Trustfall by Pink.The Associated Press
Are we running out of time? Are we hiding from the light? Are we just too scared to fight? On the pulsating title-track single to her just-out album, Pink asks questions and encourages the nearly defeated to leave one’s fears behind, put faith in the unknown and hit the dance floor. Pro tip for those feeling down: Pay attention to the party-starting pop star who believes in empowerment and Cirque du soleil-style aerial manoeuvres on stage.

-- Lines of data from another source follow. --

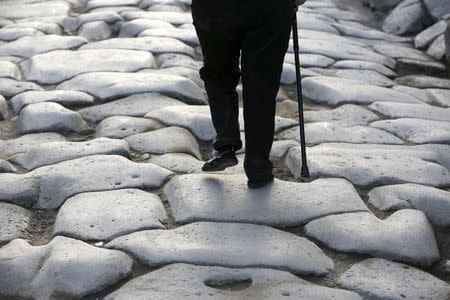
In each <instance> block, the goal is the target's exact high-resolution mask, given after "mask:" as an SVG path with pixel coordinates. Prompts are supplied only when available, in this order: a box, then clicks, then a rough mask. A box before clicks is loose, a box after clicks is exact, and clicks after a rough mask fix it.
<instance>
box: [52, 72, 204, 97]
mask: <svg viewBox="0 0 450 300" xmlns="http://www.w3.org/2000/svg"><path fill="white" fill-rule="evenodd" d="M57 89H58V90H79V91H83V92H87V93H89V94H91V95H93V96H94V97H96V98H100V99H102V100H109V99H113V98H114V99H116V98H119V97H124V96H129V95H132V94H137V93H148V92H153V93H161V94H164V95H166V96H169V97H174V98H179V99H180V100H185V101H188V102H190V103H191V104H204V102H205V95H204V92H203V91H202V90H201V89H200V88H199V87H198V86H197V85H196V84H195V83H194V82H192V81H191V80H189V79H187V78H184V77H180V76H175V75H166V74H159V73H158V72H152V73H119V72H92V73H86V74H80V75H78V76H75V77H74V78H72V79H70V80H68V81H65V82H63V83H61V84H60V85H58V86H57Z"/></svg>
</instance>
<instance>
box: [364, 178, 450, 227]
mask: <svg viewBox="0 0 450 300" xmlns="http://www.w3.org/2000/svg"><path fill="white" fill-rule="evenodd" d="M368 196H369V200H368V201H369V202H370V203H371V204H372V205H373V206H374V207H376V208H377V209H380V210H384V211H389V210H397V209H404V208H415V209H418V210H421V211H423V212H424V213H425V215H426V216H427V218H428V220H430V222H431V223H433V224H435V225H438V226H449V225H450V219H449V218H448V216H449V215H450V192H447V191H444V190H441V189H437V188H433V187H429V186H424V185H419V184H412V183H405V184H397V185H387V186H381V187H376V188H374V189H373V190H371V191H370V192H369V194H368Z"/></svg>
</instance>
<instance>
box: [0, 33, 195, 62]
mask: <svg viewBox="0 0 450 300" xmlns="http://www.w3.org/2000/svg"><path fill="white" fill-rule="evenodd" d="M1 49H2V47H1V46H0V54H1V53H2V51H1ZM80 49H131V50H143V51H150V52H151V53H153V54H155V55H156V54H162V53H181V54H187V55H190V56H192V57H194V49H192V47H190V46H188V45H186V44H185V43H183V42H181V41H179V40H177V39H174V38H166V37H153V36H148V37H145V36H144V37H136V38H123V37H122V38H112V39H107V40H103V41H98V42H93V43H89V44H86V45H84V46H82V47H80Z"/></svg>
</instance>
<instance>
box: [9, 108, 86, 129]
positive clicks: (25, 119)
mask: <svg viewBox="0 0 450 300" xmlns="http://www.w3.org/2000/svg"><path fill="white" fill-rule="evenodd" d="M17 125H18V127H19V130H20V131H21V132H22V133H33V132H41V131H60V132H67V131H75V132H82V131H84V130H86V126H87V125H86V123H85V122H84V120H83V118H82V117H81V115H80V114H79V113H78V112H75V111H72V110H70V109H67V108H65V107H64V106H62V105H61V104H58V103H55V102H39V103H34V104H30V105H27V106H26V107H25V108H24V109H22V110H21V111H20V115H19V118H18V120H17Z"/></svg>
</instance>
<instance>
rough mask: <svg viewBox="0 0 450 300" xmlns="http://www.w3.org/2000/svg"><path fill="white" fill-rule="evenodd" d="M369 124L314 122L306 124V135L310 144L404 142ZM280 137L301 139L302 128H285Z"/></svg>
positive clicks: (329, 122) (394, 136)
mask: <svg viewBox="0 0 450 300" xmlns="http://www.w3.org/2000/svg"><path fill="white" fill-rule="evenodd" d="M373 129H374V128H370V127H368V126H342V125H340V124H337V123H333V122H314V123H307V124H305V136H306V142H307V143H308V144H321V143H327V142H346V143H355V144H358V143H373V144H402V143H403V142H402V140H401V139H399V138H398V137H396V136H394V135H392V134H390V133H388V132H386V131H383V130H373ZM279 136H280V138H282V139H287V140H296V141H298V142H299V141H300V128H299V126H296V127H294V128H291V129H288V130H285V131H283V132H281V133H280V134H279Z"/></svg>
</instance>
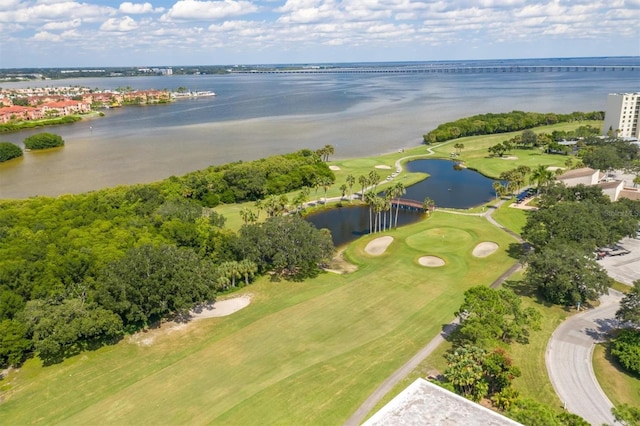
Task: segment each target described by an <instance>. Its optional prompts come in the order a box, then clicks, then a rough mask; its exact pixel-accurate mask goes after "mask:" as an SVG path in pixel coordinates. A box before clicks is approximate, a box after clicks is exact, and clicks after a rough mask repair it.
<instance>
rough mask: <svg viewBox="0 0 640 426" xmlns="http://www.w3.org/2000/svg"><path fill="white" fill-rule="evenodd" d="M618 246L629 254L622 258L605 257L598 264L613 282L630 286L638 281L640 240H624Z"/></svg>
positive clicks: (630, 239)
mask: <svg viewBox="0 0 640 426" xmlns="http://www.w3.org/2000/svg"><path fill="white" fill-rule="evenodd" d="M619 245H621V246H622V247H624V248H625V249H627V250H629V251H630V253H629V254H625V255H622V256H606V257H604V258H603V259H601V260H599V261H598V263H600V265H602V267H603V268H604V269H606V270H607V272H608V274H609V276H610V277H611V278H613V279H614V280H616V281H620V282H622V283H625V284H629V285H632V284H633V282H634V281H635V280H640V239H637V238H624V239H623V240H621V241H620V243H619Z"/></svg>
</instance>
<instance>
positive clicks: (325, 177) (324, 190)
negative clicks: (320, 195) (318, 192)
mask: <svg viewBox="0 0 640 426" xmlns="http://www.w3.org/2000/svg"><path fill="white" fill-rule="evenodd" d="M332 183H333V181H332V180H331V179H330V178H329V177H327V176H324V177H322V178H320V186H322V189H324V202H325V203H326V202H327V190H328V189H329V187H330V186H331V184H332Z"/></svg>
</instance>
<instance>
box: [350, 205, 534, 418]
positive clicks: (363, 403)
mask: <svg viewBox="0 0 640 426" xmlns="http://www.w3.org/2000/svg"><path fill="white" fill-rule="evenodd" d="M503 202H504V200H502V201H500V202H499V203H498V204H497V205H496V207H495V208H497V207H498V206H500V205H502V203H503ZM495 208H494V209H490V210H489V211H487V212H486V213H480V214H478V215H479V216H485V217H486V218H487V220H489V222H491V223H492V224H494V225H495V226H497V227H499V228H501V229H503V230H504V231H506V232H508V233H510V234H512V235H515V237H516V239H517V240H518V241H522V239H521V238H520V236H519V235H517V234H514V233H513V232H511V231H509V230H508V229H506V228H504V227H502V226H501V225H499V224H498V223H497V222H496V221H495V220H494V219H493V218H492V217H491V213H492V212H493V211H494V210H495ZM443 211H444V210H443ZM447 213H455V212H450V211H447ZM461 214H469V213H461ZM469 215H474V216H475V215H476V214H475V213H474V214H469ZM521 267H522V265H521V264H520V263H515V264H514V265H513V266H511V267H510V268H509V269H508V270H507V271H506V272H505V273H503V274H502V275H500V276H499V277H498V278H497V279H496V280H495V281H494V282H493V283H492V284H491V287H492V288H497V287H498V286H499V285H500V284H502V283H503V282H504V280H506V279H507V278H509V277H510V276H511V275H512V274H513V273H514V272H515V271H517V270H518V269H520V268H521ZM458 324H459V319H458V318H456V319H455V320H453V321H452V322H451V323H449V324H447V325H446V326H445V327H444V329H443V331H442V332H441V333H440V334H438V335H437V336H436V337H434V338H433V339H432V340H431V341H430V342H429V343H427V344H426V345H425V346H424V347H423V348H422V349H420V351H418V353H417V354H415V355H414V356H413V357H412V358H411V359H410V360H409V361H407V362H406V363H405V364H404V365H403V366H402V367H400V368H398V369H397V370H396V371H394V372H393V374H392V375H391V376H389V377H388V378H387V379H386V380H385V381H384V382H382V383H381V384H380V386H378V387H377V388H376V390H375V391H373V393H372V394H371V395H369V397H368V398H367V399H366V401H364V402H363V403H362V405H361V406H360V407H358V409H357V410H356V411H355V412H354V413H353V415H351V417H349V419H347V421H346V422H345V426H357V425H359V424H360V423H362V421H363V420H364V419H365V417H366V416H367V414H369V412H370V411H371V410H373V408H374V407H375V406H376V404H378V402H380V400H381V399H382V398H384V396H385V395H386V394H387V393H389V392H390V391H391V389H393V387H394V386H395V385H396V384H398V383H399V382H400V380H402V379H404V378H405V377H406V376H407V375H408V374H409V373H411V371H413V370H414V369H415V368H416V367H418V365H420V363H421V362H422V361H423V360H424V359H425V358H427V357H428V356H429V355H431V353H432V352H433V351H434V350H435V349H436V348H437V347H438V346H439V345H440V344H441V343H442V342H444V340H445V339H446V338H447V336H449V335H450V334H451V333H452V332H453V331H454V330H455V329H456V327H457V326H458Z"/></svg>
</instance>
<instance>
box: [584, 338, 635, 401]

Chiiild’s Better Luck in the Next Life

Chiiild.Eddie Mandell/Supplied
The forthcoming album from the Montrealer Chiiild is a free-falling daydream of fatalism and cloud-based alt-soul sounds. The single Good For Now, he has explained, is a reminder that “whatever happens, we should be present in the moment because we don’t know what tomorrow brings.” Other tracks include Bon Voyage, a psychedelic send-off about luxury hotel rooms and Lucy-in-the-sky highs. Trippy stuff. Chiiild’s spring tour hits Montreal’s Corona Theatre, Toronto’s Axis Club and Vancouver’s Hollywood Theatre.
Iggy Pop’s Every Loser
Punk-rocker Iggy Pop.Vincent Guignet/Supplied
Iggy Pop never claimed to speak for everyone, but sometimes it just works out that way: “I‘m sick of the squeeze, I’m sick of the tease/ I’m sick of the freeze, I’m sick of disease.” Frenzy, the lead track from his latest album, is a blunt, muscled response to any and all frustrations. The 75-year-old punk-rock icon, born James Newell Osterberg Jr., seems to be revisiting the sounds of his West Berlin-based collaborations with David Bowie from the late 1970s. Bowie is dead, Germany is reunited and Iggy Pop has unexpectedly survived intact.
Bill Frisell
Jazz guitarist Bill Frisell.
Here is a chance to see a legend in intimate settings. The inventive Americana-jazz guitarist Bill Frisell joins drummer Kenny Wollesen and bassist Tony Scherr for a brief Ontario tour that stops at Ottawa’s Bronson Centre (March 10), Toronto’s Great Hall (March 11) and Maryville’s Hotel Wolfe Island (March 12, two shows). His latest album is 2022′s Four, a gentle collection of clarinet-graced requiems and piano-based remembrances including Claude Utley, Waltz for Hal Willner, Dear Old Friend (For Alan Woodard) and the impish Blues from Before.